Predigt zu Jakobus 2, 1-13 am 20. Sonntag nach Trinitatis

Der Jakobus-Brief hat im Neuen Testament einen ganz besonderen Charakter.

Er macht deutlich, dass der Glaube nicht nur ein theoretisches Gedankenspiel ist, sondern Auswirkungen haben muss auf unser Leben, auf das, was wir tun. So schreibt er in Kapitel 2, 19: „Du glaubst, dass nur einer Gott ist? Du tust recht daran; die Teufel glauben’s auch und zittern.“ Jakobus sagt, dass ein allgemeiner Glaube, dass es einen Gott gibt, nicht dem wahren Glauben an Jesus Christus gleichzusetzen ist, sondern dass wir unserem Herrn nachfolgen, auf ihn hören und tun, was er sagt.

Auch wir kennen heute das Problem,

dass in den Kreisen und Gruppen einer Gemeinde und in Gottesdiensten viel über den Glauben geredet und diskutiert wird und dass viele Menschen bei dem Glauben, dass es irgendwie einen Gott gibt, stehen bleiben. Im Jakobus-Brief sehen wir, dass sich unser Tun an Christus orientieren muss und sich unterscheiden soll von dem, was sonst in der Welt gilt. Themen im Jakobs-Brief sind unter anderen Reichtum, böse Worte, Geduld, falsche Selbstsicherheit, Neid und Missgunst.

Auch in unserem Abschnitt aus Jakobus 2, 1-13 geht es um ein sehr aktuelles Thema:

Predigten zum lesen Jakobus 2
Foto: Martina Heins

1 Meine Brüder und Schwestern, haltet den Glauben an Jesus Christus, unsern Herrn der Herrlichkeit, frei von allem Ansehen der Person. 2 Denn wenn in eure Versammlung ein Mann kommt mit einem goldenen Ring und in herrlicher Kleidung, es kommt aber auch ein Armer in unsauberer Kleidung, 3 und ihr seht auf den, der herrlich gekleidet ist, und sprecht zu ihm: Setz du dich hierher auf den guten Platz!, und sprecht zu dem Armen: Stell du dich dorthin!, oder: Setz dich unten zu meinen Füßen!, 4 macht ihr dann nicht Unterschiede unter euch und urteilt mit bösen Gedanken? 5 Hört zu, meine Lieben!

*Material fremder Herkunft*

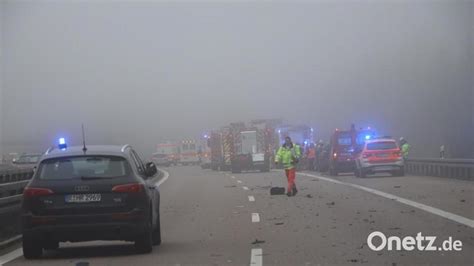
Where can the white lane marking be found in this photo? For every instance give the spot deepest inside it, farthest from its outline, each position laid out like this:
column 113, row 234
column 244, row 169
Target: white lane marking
column 11, row 256
column 19, row 252
column 165, row 177
column 256, row 257
column 255, row 218
column 444, row 214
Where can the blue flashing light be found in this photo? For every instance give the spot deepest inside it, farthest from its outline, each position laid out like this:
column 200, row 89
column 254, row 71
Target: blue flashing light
column 62, row 144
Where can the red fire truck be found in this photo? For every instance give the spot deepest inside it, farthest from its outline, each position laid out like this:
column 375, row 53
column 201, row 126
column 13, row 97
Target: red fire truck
column 344, row 145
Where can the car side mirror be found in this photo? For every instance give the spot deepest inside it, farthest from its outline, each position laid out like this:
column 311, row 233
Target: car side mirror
column 150, row 169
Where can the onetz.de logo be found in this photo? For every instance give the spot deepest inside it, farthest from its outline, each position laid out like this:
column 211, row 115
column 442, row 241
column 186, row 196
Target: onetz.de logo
column 377, row 241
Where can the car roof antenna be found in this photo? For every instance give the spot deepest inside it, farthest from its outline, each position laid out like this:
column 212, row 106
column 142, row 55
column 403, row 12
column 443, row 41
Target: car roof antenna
column 84, row 148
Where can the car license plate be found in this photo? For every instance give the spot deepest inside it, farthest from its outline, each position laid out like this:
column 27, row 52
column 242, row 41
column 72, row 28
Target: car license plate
column 83, row 198
column 383, row 168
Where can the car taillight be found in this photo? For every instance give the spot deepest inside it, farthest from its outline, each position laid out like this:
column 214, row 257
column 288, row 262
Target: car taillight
column 129, row 188
column 31, row 192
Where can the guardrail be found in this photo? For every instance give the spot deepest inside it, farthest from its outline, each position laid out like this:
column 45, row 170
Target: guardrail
column 450, row 168
column 12, row 183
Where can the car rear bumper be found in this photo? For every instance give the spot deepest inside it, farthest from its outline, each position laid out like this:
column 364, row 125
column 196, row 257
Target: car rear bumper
column 381, row 168
column 115, row 226
column 345, row 166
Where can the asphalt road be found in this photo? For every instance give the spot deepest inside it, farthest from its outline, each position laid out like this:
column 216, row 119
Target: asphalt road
column 216, row 218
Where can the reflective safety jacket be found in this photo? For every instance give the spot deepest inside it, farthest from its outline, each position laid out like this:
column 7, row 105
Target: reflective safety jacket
column 288, row 156
column 405, row 150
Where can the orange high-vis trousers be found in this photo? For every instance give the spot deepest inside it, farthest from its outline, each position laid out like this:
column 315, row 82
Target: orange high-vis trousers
column 291, row 175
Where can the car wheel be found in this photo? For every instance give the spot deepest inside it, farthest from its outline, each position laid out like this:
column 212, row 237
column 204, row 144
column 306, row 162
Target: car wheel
column 144, row 242
column 51, row 245
column 156, row 235
column 31, row 247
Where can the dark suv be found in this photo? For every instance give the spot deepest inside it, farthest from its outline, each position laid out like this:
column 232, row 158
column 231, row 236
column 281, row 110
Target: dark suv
column 98, row 193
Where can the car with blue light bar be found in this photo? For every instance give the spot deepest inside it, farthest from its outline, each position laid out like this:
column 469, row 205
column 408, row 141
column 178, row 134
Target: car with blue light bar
column 91, row 193
column 344, row 148
column 379, row 155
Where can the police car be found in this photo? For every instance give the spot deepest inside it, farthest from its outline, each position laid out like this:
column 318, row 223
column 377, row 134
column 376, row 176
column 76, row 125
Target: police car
column 90, row 193
column 379, row 155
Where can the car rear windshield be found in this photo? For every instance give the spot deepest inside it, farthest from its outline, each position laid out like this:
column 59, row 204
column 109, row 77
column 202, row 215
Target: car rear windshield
column 28, row 159
column 84, row 167
column 387, row 145
column 344, row 139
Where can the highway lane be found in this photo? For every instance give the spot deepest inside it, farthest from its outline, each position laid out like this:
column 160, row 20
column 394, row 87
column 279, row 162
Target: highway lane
column 216, row 218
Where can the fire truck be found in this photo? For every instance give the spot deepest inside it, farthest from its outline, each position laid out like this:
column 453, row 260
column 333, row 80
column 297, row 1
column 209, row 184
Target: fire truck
column 214, row 143
column 253, row 145
column 167, row 153
column 239, row 146
column 204, row 152
column 189, row 152
column 344, row 145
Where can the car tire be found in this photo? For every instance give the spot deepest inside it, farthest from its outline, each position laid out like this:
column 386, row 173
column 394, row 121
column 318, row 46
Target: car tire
column 156, row 235
column 51, row 245
column 31, row 247
column 144, row 242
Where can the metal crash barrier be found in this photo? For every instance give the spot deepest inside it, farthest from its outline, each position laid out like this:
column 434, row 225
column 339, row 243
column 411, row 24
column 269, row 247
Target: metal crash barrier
column 449, row 168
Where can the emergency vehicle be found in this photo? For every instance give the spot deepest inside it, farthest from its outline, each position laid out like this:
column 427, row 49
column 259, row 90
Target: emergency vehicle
column 188, row 152
column 343, row 148
column 253, row 145
column 299, row 134
column 379, row 155
column 167, row 151
column 204, row 152
column 240, row 146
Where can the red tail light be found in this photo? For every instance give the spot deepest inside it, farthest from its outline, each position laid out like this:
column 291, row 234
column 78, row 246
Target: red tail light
column 31, row 192
column 129, row 188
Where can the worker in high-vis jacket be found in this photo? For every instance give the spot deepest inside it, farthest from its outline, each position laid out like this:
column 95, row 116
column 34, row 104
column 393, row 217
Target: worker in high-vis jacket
column 404, row 148
column 288, row 155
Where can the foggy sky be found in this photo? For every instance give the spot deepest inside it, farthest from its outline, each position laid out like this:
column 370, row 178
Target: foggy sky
column 141, row 73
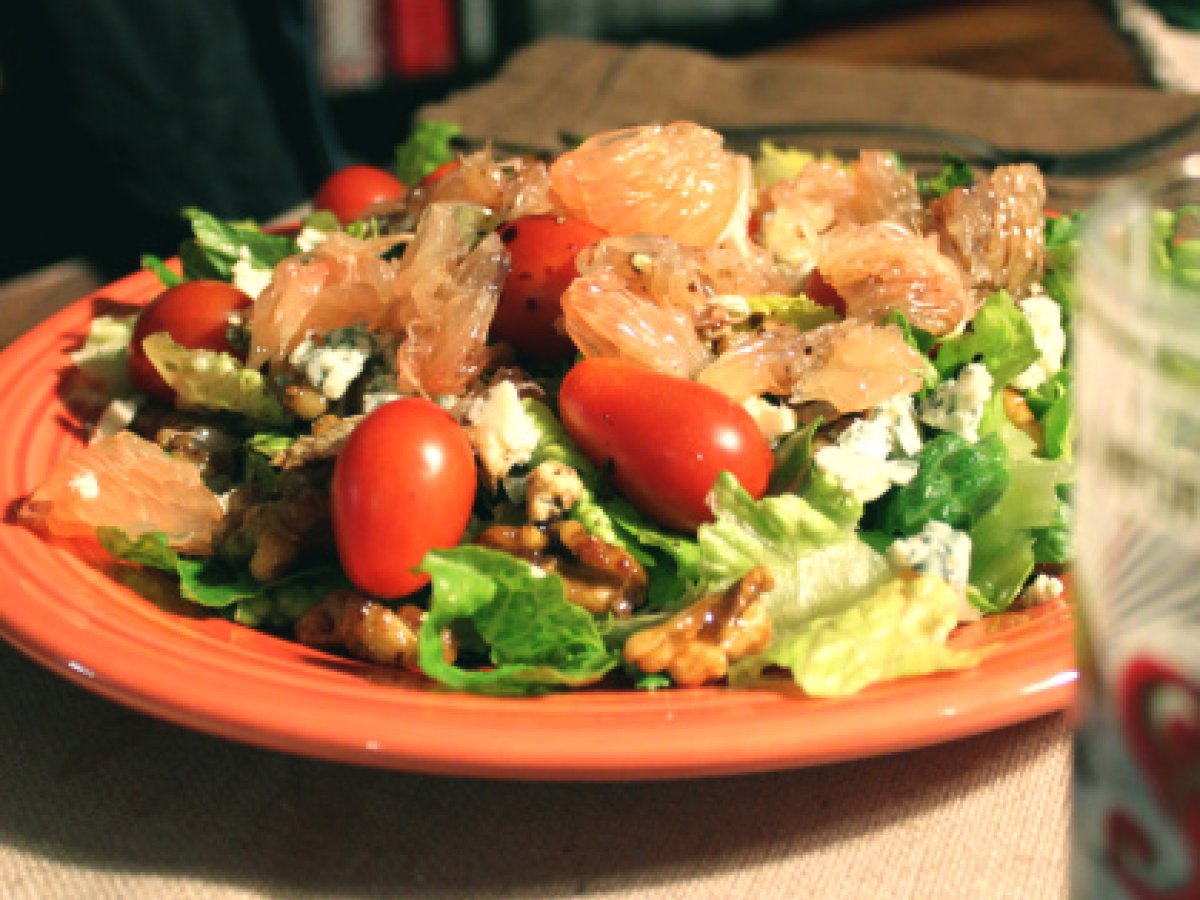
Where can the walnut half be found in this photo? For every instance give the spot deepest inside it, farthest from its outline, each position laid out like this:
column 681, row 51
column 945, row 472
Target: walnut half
column 367, row 629
column 697, row 645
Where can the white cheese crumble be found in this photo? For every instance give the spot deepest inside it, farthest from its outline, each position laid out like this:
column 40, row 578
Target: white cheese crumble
column 1042, row 589
column 957, row 405
column 249, row 279
column 310, row 239
column 941, row 551
column 330, row 365
column 1045, row 318
column 864, row 461
column 774, row 420
column 501, row 430
column 85, row 485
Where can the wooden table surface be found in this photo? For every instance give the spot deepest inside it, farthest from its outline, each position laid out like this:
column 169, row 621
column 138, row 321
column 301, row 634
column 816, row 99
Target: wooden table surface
column 1062, row 41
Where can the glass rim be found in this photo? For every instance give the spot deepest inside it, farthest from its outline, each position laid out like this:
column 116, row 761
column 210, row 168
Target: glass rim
column 1123, row 204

Hat nicht Gott erwählt die Armen in der Welt, die im Glauben reich sind und Erben des Reichs, das er verheißen hat denen, die ihn lieb haben? 6 Ihr aber habt dem Armen Unehre angetan. Sind es nicht die Reichen, die Gewalt gegen euch üben und euch vor Gericht ziehen? 7 Verlästern sie nicht den guten Namen, der über euch genannt ist? 8 Wenn ihr das königliche Gesetz erfüllt nach der Schrift (3. Mose 19,18): »Liebe deinen Nächsten wie dich selbst«, so tut ihr recht; 9 wenn ihr aber die Person anseht, tut ihr Sünde und werdet überführt vom Gesetz als Übertreter. 10 Denn wenn jemand das ganze Gesetz hält und sündigt gegen ein einziges Gebot, der ist am ganzen Gesetz schuldig. 11 Denn der gesagt hat (2. Mose 20,13-14): »Du sollst nicht ehebrechen«, der hat auch gesagt: »Du sollst nicht töten.« Wenn du nun nicht die Ehe brichst, tötest aber, bist du ein Übertreter des Gesetzes. 12 Redet so und handelt so als Leute, die durchs Gesetz der Freiheit gerichtet werden sollen.
13 Denn es wird ein unbarmherziges Gericht über den ergehen, der nicht Barmherzigkeit getan hat;  Barmherzigkeit aber triumphiert über das Gericht.

Wir können diesen Text für uns leicht abwehren,

denn so richtig Arme finden sich in unseren Gemeinden ja selten und Reiche, die mit Gold behangen kommen, sind auch selten. Außerdem kann sich in der Regel jeder hinsetzen, wo er will.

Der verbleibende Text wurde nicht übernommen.